A survey of 75 fraud experts who have worked alongside or against the Serious Fraud Office (SFO) gave a cautious thumbs up to its director, George Staple.
But they warned that in order to end the SFO's run of fiascos, culminating in the plea bargain by the financial adviser Roger Levitt for 180 hours' community service, sweeping changes in the trial system needed to be made.
The fraud experts, who were polled by Legal Business magazine, stopped short of calling for judge-only, no-jury trials. But 77 per cent wanted specialist judges for fraud trials.
The SFO has become notorious for launching lengthy trials with a low conviction rate. Of those surveyed, 76 per cent wanted a firm timetable for trials.
Surprisingly, in view of the Levitt affair, 75 per cent wanted full-scale plea bargaining.
A significant number of those surveyed admitted 'nod and wink' plea bargaining with judges already went on. They wanted to see a more open system of bargaining in open court, and also suggested the SFO should have powers of regulatory enforcement akin to those of the US Securities and Exchange Commission.

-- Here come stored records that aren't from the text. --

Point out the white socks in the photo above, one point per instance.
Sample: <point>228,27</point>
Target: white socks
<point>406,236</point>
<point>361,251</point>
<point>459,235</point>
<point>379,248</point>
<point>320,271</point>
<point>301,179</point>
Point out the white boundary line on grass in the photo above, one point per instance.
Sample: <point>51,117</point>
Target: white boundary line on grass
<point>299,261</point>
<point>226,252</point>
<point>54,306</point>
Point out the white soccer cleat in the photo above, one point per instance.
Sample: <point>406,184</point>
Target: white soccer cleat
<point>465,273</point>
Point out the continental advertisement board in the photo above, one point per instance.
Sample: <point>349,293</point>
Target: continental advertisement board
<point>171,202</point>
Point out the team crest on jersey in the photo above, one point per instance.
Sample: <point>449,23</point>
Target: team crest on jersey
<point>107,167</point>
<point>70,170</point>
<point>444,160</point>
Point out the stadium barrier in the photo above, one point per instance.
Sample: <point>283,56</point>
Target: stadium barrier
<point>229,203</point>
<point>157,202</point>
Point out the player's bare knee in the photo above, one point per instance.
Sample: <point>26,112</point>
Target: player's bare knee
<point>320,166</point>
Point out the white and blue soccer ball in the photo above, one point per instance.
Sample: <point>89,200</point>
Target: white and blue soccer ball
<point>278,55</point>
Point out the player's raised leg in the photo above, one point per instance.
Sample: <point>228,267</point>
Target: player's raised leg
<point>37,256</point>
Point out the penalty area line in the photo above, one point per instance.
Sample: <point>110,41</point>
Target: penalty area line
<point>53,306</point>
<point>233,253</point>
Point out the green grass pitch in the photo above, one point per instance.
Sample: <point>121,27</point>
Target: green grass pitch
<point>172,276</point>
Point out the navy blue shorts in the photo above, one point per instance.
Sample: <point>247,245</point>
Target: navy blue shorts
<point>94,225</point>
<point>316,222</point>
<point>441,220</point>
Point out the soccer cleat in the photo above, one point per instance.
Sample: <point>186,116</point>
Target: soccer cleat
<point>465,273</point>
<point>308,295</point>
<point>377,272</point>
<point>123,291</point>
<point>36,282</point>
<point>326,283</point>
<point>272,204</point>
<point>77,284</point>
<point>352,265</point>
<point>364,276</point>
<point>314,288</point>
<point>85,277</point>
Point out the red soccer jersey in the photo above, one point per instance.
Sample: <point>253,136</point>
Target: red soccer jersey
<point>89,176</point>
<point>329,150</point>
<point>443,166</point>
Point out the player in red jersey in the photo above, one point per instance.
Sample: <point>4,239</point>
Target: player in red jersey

Nearly three-quarters wanted greater guidelines in sentencing from the Court of Appeal.
Those surveyed were divided on whether Mr Staple was doing a better job than his predecessor, Barbara Mills. Of the 51 per cent who noticed a change of approach under Mr Staple, 86 per cent said it was for the better.
The Government's proposal that the SFO should be turned into an executive agency able to put certain investigations out to tender was unpopular, 61 per cent of respondents giving it the thumbs down.